Notice that we can decompose a $8 \times 8$ chessboard into $8$ non intersecting $2 \times 4$ rectangles. And on each of these rectangles we can put at most $4$ knights that do not capture each other. Follow the image:

Imgur

So, now since in $8$ of these $2 \times 4$ rectangles we can at most $4 \times 8 =32$ knights on a $8 \times 8$ board hat satisfies our condition .

But wait! We know that it isn't possible to put more than $32$ knight on a $8 \times 8$ chess board in such a way that satisfies our condition. But it doesn't mean that $32$ is attainable. So, we have show that it is.

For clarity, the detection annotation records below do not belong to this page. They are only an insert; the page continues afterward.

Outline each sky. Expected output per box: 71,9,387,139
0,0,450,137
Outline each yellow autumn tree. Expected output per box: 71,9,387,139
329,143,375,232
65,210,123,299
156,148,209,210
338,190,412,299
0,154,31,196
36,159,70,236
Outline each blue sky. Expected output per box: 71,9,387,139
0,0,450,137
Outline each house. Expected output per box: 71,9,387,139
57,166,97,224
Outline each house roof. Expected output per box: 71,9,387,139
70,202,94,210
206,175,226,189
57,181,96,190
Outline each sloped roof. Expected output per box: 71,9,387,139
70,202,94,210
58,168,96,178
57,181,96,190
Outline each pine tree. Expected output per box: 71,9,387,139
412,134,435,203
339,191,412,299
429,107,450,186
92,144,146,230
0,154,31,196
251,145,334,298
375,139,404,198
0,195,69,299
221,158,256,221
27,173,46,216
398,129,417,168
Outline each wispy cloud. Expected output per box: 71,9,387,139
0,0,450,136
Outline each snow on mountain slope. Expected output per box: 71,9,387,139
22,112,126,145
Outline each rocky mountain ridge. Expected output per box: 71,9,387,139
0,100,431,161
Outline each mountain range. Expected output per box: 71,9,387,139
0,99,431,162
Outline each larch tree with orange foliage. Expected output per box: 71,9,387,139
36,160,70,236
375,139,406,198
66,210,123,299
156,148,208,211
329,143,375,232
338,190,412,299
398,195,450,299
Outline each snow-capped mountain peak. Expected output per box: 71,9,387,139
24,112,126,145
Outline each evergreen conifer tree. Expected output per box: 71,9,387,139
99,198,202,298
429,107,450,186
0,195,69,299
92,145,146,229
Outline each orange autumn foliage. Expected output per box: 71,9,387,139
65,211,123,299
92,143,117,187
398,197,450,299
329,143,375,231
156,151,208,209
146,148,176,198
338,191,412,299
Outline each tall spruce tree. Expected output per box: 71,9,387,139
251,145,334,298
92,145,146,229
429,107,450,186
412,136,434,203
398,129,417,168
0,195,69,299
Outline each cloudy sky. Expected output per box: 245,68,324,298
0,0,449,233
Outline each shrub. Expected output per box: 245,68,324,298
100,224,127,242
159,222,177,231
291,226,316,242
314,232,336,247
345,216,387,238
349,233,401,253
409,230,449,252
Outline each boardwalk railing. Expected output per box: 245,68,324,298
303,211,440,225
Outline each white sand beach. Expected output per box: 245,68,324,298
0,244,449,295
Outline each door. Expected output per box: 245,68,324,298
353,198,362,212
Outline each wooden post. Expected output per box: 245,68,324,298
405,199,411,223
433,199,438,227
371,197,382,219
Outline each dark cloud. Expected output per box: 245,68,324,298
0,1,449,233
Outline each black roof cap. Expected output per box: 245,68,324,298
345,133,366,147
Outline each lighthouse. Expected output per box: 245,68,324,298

If we arrange the knights in only in black squares we can get $32$ knights.

So, $32$ is our answer.

Its clear that a chess board has 32 black squares and 32 white squares. Now, any knight in white square goes to black square in next move, and vice-versa. Now if we place all the knights in white(or black), then they will be in non-attacking position, since their next move will be to a black(or white) square. Thus, the no. of knights is 32. Now, we'll show that its not possible to place more than 32 knights. Let if possible, at least 1 more knight can be placed. Thus, it must be placed in a black square and hence, it will be in an attacking position with some other knight in white. Thus, the max. no. of knights is 32.

This is one of the examples of pigeonhole principle ...

I made a discussion problem about a month ago that builds on this, which no one has answered yet: https://brilliant.org/discussions/thread/no-knights-tour/

Knights only attack the opposite color squares which they are on. Since there are 32 white squares and 32 black squares, the answer is 32.